11/02/2017 – Transparency International appelle à la libération immédiate de deux membres de la section vénézuelienne

Deux militants et deux journalistes brésiliens détenus par les autorités vénézuéliennes

Transparency International demande la libération immédiate de deux membres de sa section vénézuélienne, Transparencia Venezuela, et de deux journalistes brésiliens détenus à Maracaibo, dans l’État de Zulia au Venezuela.

Les activistes et les journalistes ont été arrêtés le 11 février par le Service national de renseignement vénézuélien (SEBIN) et leurs téléphones portables ont été confisqués. L’équipe effectuait des recherches sur un projet de construction géré par Odebrecht, l’entreprise brésilienne au coeur d’un vaste scandale de corruption.

« Nos activistes et les journalistes doivent être libérés immédiatement. Ils ne font que leur travail. Odebrecht a admis avoir payé des pots-de-vin au Venezuela. C’est le rôle de la société civile et de la presse d’exposer tout acte répréhensible ».
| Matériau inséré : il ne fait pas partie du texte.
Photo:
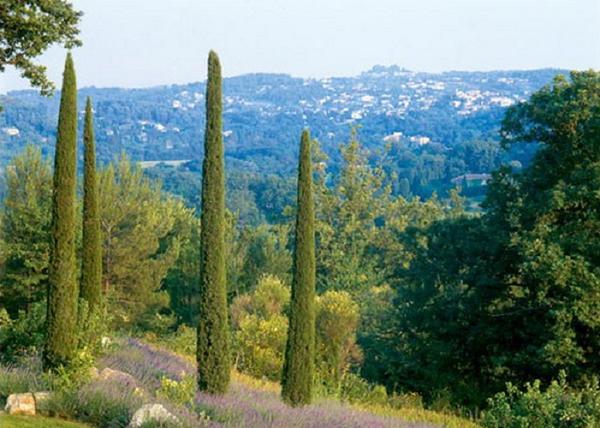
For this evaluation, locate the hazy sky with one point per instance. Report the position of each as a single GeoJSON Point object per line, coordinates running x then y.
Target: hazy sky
{"type": "Point", "coordinates": [136, 43]}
José Ugaz, Président de Transparency International

La construction du pont qui surplombe le lac de Maracaibo a été démarrée en 2005 par Odebrecht. La firme a récemment conclu une transaction avec le département de la justice des Etats-Unis qui a mis en lumière un réseau financier impliquant des sociétés écrans et plusieurs banques. Ce réseau aurait permis le versement de plus de 788 millions de dollars de pots de vins destinés aux responsables gouvernementaux, leurs partis politiques et leurs dirigeants dans 11 pays, y compris le Venezuela.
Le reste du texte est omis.